One year ago: Former President Donald Trump was acquitted by the Senate at his second impeachment trial, the first to involve a former president, in which he was accused of inciting the attack on the U.S. Capitol on Jan. 6; seven Republicans joined all 50 Democrats in voting to convict, but it was far from the two-thirds threshold required. Although he voted “not guilty,” Senate Republican leader Mitch McConnell delivered a scalding denunciation of Trump in a speech from the Senate floor, calling the former president “morally responsible” for the attack on the Capitol.

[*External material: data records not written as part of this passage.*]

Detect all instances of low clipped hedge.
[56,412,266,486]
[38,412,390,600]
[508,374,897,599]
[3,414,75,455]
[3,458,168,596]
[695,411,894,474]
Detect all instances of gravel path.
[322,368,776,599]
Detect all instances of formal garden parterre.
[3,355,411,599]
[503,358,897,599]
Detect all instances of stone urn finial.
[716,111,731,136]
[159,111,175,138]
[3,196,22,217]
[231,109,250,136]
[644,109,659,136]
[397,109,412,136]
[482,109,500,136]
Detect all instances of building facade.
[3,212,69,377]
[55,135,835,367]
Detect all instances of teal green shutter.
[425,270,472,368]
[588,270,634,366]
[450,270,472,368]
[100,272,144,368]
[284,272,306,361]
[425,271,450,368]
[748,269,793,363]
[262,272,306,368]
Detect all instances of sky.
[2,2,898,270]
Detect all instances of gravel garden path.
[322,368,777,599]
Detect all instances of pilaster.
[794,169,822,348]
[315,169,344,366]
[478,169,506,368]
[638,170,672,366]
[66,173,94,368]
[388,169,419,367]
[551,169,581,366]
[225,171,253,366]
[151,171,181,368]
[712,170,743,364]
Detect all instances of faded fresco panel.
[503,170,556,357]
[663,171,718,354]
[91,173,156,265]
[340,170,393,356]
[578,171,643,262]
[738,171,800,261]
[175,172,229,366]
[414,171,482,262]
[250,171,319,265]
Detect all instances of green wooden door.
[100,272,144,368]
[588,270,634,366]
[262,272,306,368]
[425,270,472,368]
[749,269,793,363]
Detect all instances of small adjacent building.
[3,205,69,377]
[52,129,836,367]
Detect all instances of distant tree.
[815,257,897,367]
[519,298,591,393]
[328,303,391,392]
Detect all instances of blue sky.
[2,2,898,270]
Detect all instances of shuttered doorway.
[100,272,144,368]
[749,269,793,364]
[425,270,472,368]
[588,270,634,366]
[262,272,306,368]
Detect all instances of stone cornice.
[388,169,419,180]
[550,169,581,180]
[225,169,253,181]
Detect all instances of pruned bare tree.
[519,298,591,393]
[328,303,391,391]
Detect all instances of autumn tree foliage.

Today’s Birthdays: Actor Kim Novak is 89. Actor Bo Svenson is 81. Actor Stockard Channing is 78. Talk show host Jerry Springer is 78. Sen. Richard Blumenthal, D-Conn., is 76. Singer Peter Gabriel is 72. Actor David Naughton is 71. Rock musician Peter Hook is 66. Actor Matt Salinger is 62. Singer Henry Rollins is 61. Actor Neal McDonough is 56. Singer Freedom Williams is 56. Actor Kelly Hu is 54. Rock singer Matt Berninger (The National) is 51. Country musician Scott Thomas (Parmalee) is 49. Singer Robbie Williams is 48. Singer-songwriter Feist is 46. R&B performer Natalie Stewart is 43. Actor Mena Suvari (MEE’-nuh soo-VAHR’-ee) is 43. Actor Katie Volding is 33. Michael Joseph Jackson Jr. (also known as Prince Michael Jackson I) is 25.